Part 6 · Agents & Protocol IP · Intermediate

Sequence Libraries and Default Sequences: Startup Without Chaos

Using sequence libraries and default sequence policies to structure phase startup and reusable traffic mixes.

Why libraries and defaults matter

As test suites grow, ad hoc sequence startup in each test becomes brittle. Sequence libraries and default sequence policies centralize startup behavior and keep smoke/sanity flows consistent.

diagram
[SEQ] library goals

reuse:
  common sequence sets shared across tests

consistency:
  deterministic phase startup behavior

extensibility:
  tests can override with focused scenarios

visibility:
  startup path is declarative, not hidden in random test code
systemverilog
class apb_base_lib extends uvm_sequence_library #(apb_item);
  `uvm_object_utils(apb_base_lib)
  `uvm_sequence_library_utils(apb_base_lib)

  function new(string name = "apb_base_lib");
    super.new(name);
    init_sequence_library();
    add_typewide_sequence(apb_smoke_seq::get_type());
    add_typewide_sequence(apb_rand_rw_seq::get_type());
    add_typewide_sequence(apb_reset_recovery_seq::get_type());
  endfunction
endclass
  • Use libraries to standardize baseline traffic sets across regressions.

  • Keep startup declarative so phase behavior is easy to inspect.

  • Allow targeted overrides without copy-pasting startup boilerplate.
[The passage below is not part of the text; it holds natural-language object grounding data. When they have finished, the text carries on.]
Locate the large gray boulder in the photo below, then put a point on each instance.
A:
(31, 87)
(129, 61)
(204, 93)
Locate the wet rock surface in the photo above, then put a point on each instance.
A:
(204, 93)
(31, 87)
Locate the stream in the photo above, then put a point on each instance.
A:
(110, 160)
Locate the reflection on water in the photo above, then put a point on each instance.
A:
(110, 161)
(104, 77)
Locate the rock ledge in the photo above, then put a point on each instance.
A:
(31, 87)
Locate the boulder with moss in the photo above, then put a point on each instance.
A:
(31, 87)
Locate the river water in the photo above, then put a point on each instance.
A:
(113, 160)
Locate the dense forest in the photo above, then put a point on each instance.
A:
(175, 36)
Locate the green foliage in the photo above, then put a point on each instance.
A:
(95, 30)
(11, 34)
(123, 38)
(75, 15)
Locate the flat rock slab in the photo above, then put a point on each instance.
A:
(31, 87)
Default sequence configuration patterns

Default sequences can be configured through config DB at sequencer phase paths. This is useful for smoke bring-up but should be controlled to avoid hidden traffic when tests need full explicit control.

systemverilog
function void build_phase(uvm_phase phase);
  super.build_phase(phase);

  uvm_config_db#(uvm_object_wrapper)::set(
    this,
    "env.agt.sqr.main_phase",
    "default_sequence",
    apb_smoke_seq::type_id::get()
  );
endfunction
diagram
[SEQ][UVM] default sequence governance

good use:
  - smoke bring-up
  - sanity suites
  - environment self-check phase traffic

use carefully:
  - complex scenario tests needing explicit orchestration
  - virtual sequence dominated flows

project rule:
  document who sets default_sequence and where
diagram
[SEQ] startup conflict anti-pattern

test starts explicit virtual sequence
AND
default sequence auto-starts on same sequencer

result:
  unexpected contention, hard-to-explain arbitration outcomes
  • Use defaults intentionally; disable when explicit virtual control is required.

  • Track default sequence settings in one central test-base location.
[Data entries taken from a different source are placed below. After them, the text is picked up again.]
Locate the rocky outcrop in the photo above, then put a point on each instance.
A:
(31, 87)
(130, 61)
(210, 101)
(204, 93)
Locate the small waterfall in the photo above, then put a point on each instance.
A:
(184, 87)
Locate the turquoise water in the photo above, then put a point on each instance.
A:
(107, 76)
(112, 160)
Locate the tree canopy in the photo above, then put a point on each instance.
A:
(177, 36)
  • Avoid hidden startup traffic that interferes with targeted tests.


Library/default validation walkthrough

Treat startup behavior as testbench functionality that needs verification. Add smoke checks that confirm expected sequence launch and no accidental extras.

diagram
[SEQ] validation checklist

1) which sequence should auto-start in this phase?
2) did exactly that sequence start?
3) did any unexpected sequence start?
4) are arbitration metrics consistent with expected startup set?
5) does disabling default restore explicit control path?
systemverilog
task check_default_start(env e);
  if (!e.agt.sqr.seen_seq("apb_smoke_seq"))
    `uvm_error("DEF_SEQ", "expected default sequence did not start")
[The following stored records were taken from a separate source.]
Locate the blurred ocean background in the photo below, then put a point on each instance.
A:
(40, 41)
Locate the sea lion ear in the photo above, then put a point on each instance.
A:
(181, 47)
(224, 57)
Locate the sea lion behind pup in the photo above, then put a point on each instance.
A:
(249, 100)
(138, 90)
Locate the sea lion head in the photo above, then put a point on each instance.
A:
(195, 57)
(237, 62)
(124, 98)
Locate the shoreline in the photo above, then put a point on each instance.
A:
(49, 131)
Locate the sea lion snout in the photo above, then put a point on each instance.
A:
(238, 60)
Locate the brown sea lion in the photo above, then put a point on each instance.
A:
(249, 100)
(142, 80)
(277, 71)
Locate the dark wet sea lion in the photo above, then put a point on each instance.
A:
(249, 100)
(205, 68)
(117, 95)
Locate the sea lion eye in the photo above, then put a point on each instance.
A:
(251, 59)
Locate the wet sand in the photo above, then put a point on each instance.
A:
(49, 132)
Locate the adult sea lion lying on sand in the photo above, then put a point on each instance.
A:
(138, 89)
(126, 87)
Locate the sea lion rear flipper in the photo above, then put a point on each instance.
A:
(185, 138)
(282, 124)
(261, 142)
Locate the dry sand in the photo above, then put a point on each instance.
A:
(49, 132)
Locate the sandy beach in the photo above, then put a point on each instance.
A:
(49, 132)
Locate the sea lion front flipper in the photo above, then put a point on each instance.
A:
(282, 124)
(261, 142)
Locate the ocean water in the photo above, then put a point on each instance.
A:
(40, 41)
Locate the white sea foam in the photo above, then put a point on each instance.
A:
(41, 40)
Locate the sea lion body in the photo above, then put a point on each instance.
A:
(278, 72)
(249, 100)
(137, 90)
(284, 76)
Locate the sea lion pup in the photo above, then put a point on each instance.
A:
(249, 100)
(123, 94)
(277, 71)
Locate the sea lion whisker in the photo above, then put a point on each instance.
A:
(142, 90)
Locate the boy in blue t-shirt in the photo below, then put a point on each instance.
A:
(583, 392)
  if (e.agt.sqr.seen_seq("unexpected_seq"))
    `uvm_warning("DEF_SEQ", "unexpected sequence observed at startup")
endtask
diagram
[SEQ][UVM][AGT] startup visibility practice

at start_of_simulation:
  print sequencer startup plan

at end_of_main_phase:
  print started sequence list + grant counts

goal:
  startup intent and runtime behavior should match clearly

Key takeaways

  • Sequence libraries and defaults improve startup consistency and reuse.

  • Default sequence policy must be explicit to avoid hidden contention.

  • Startup behavior should be validated with dedicated smoke assertions.

  • Centralized configuration prevents drift across large test suites.

Common pitfalls

  • Setting defaults in scattered tests with conflicting policies.

  • Running defaults and explicit virtual sequences simultaneously by accident.

  • Treating startup traffic as implicit and unobservable behavior.

  • Copy-pasting sequence lists instead of using libraries.